At the time of writing this paper, COVID-19 pandemic continues to evolve. Despite tremendous amount of work across the globe, it is unclear if a vaccine will be available to the public or if other measures will be used country-wide and internationally. It is our belief that there will be a need to monitor symptoms, contacts, and movements of people for some time in order to slow spread of the disease.

The presented work illustrated a small portion of efforts by a large public university to monitor and prevent spread of COVID-19 among its students, faculty, staff, and visitors. We focused here only on portion symptom monitoring efforts and research that aims at understanding movement of individuals in relation to their reported symptoms and contacts.

There are a number of interesting observations in the obtained results. Headache is by far the most frequently reported symptom, always reported by individuals who report any symptom. Individuals’ movement patterns are very diverse but clearly related to imposed movement restrictions.
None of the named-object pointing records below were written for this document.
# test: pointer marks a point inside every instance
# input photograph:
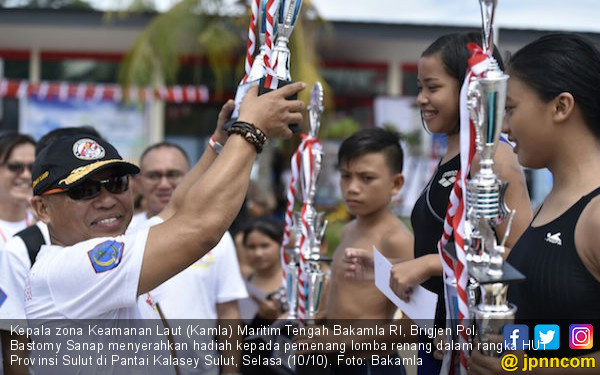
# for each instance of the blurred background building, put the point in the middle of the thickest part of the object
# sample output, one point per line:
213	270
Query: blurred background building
61	68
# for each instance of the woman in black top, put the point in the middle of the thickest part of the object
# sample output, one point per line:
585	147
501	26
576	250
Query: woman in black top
441	72
553	116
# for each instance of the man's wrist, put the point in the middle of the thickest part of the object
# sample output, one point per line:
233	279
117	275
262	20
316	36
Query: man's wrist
215	145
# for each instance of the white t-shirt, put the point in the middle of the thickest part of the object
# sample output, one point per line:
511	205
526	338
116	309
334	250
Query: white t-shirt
94	280
195	292
9	228
139	219
14	269
97	278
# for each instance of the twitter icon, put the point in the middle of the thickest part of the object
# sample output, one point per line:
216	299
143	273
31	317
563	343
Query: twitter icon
546	337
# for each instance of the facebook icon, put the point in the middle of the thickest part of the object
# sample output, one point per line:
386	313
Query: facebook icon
516	337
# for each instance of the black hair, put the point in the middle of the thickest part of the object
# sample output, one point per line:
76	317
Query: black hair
454	53
55	134
562	62
10	140
161	145
373	140
268	226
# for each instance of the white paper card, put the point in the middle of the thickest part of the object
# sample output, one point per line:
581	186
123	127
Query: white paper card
421	307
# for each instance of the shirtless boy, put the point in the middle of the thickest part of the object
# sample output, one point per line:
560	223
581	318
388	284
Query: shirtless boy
370	163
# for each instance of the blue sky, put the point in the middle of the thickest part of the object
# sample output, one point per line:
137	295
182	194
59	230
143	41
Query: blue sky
571	15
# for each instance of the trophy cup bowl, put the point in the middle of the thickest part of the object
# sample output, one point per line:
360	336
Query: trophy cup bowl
289	10
257	70
486	205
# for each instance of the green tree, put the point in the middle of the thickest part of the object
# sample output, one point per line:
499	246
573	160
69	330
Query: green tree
198	27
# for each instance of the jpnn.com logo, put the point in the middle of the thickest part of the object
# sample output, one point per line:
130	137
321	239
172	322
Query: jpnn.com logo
516	337
581	336
546	337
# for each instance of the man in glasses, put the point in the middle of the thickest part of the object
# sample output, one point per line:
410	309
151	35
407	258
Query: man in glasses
162	167
200	291
80	187
16	258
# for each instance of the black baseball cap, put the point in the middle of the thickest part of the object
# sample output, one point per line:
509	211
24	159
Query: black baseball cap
67	161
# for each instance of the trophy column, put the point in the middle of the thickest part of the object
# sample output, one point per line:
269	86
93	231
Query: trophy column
304	293
486	207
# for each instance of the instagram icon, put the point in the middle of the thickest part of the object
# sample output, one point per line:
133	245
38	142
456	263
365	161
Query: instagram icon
581	336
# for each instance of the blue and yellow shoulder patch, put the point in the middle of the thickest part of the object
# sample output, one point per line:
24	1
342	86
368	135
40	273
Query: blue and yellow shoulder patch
106	256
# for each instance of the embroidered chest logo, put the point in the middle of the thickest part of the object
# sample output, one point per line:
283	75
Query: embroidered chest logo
554	238
106	256
448	178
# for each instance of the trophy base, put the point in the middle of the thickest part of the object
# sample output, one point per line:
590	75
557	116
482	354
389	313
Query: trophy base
295	128
490	324
509	274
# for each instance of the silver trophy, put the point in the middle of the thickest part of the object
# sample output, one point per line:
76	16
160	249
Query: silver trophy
292	268
316	276
486	206
289	11
315	223
258	69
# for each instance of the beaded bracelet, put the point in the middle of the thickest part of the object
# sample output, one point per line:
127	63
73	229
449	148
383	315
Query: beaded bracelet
251	133
215	145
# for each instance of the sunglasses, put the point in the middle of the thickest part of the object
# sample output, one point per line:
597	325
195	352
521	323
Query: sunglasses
90	189
18	167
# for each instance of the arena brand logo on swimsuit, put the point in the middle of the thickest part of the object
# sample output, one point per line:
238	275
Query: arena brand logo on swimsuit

Some stay at home and leave only when they have to, while others tend to freely move without any limitations. However, the most important result indicates that there is no evidence that reported symptoms affect movement. This means that people who report symptoms consistent with COVID-19 do not self-quarantine but continue move as before. There are significant implications of these observations, particularly on providing right information and educating individuals. Further, the university currently requires every individual to self-report symptoms daily. Those who report any symptoms are not allowed on campus.

The presented results are a combination of data collected as part of university efforts to control COVID-19 spread and a research project that aims at studying social distancing. In this work, we were unable to link movements to the actual COVID-19 cases, because of very few cases within the university population (N = 39) and none in the movement study cohort. Such linking would employ supervised learning to construct models for predicting risk of infection based on symptoms and movements. Instead, we focused on describing the population and linking overall symptoms to movements as a simple way of studying social distancing. We collected a unique longitudinal dataset of movements linked to symptoms for about 170 individuals who participated in the study. Such data allows for a detailed individual-level analysis, in contrast to large number of aggregate studies recently published.

The presented work has several limitations. First, the university cohort may not be generalizable to general population. To address this concern, we plan to compare aggregated movements patterns to large-scale aggregated data from general population, SafeGraph. Further, at the time of writing this manuscript, very few COVID-19 positive cases were reported in the university population. A surge of COVID-19 positive cases is expected in late November and December 2020. If this is the case, we will be able to create models that link symptoms with COVID-19 diagnosis.

Beyond work to address limitations, our current efforts focus on a more detailed analysis of the results. We are linking the GPS data to landscape information extracted from OpenStreetMap [35]. We are also reconstructing detailed movement trajectories of individuals in between GPS locations and constructing models to predict movements. In addition, we are reconstructing sequences of reported symptoms for COVID-19 positive cases. We are extending the cohort of participants that will be followed until spring 2021, which will allow for higher power analysis and longer follow-up period. Finally, we will be conducting surveys and semi-structured interviews to understand reasons for compliance and non-compliance with social distancing.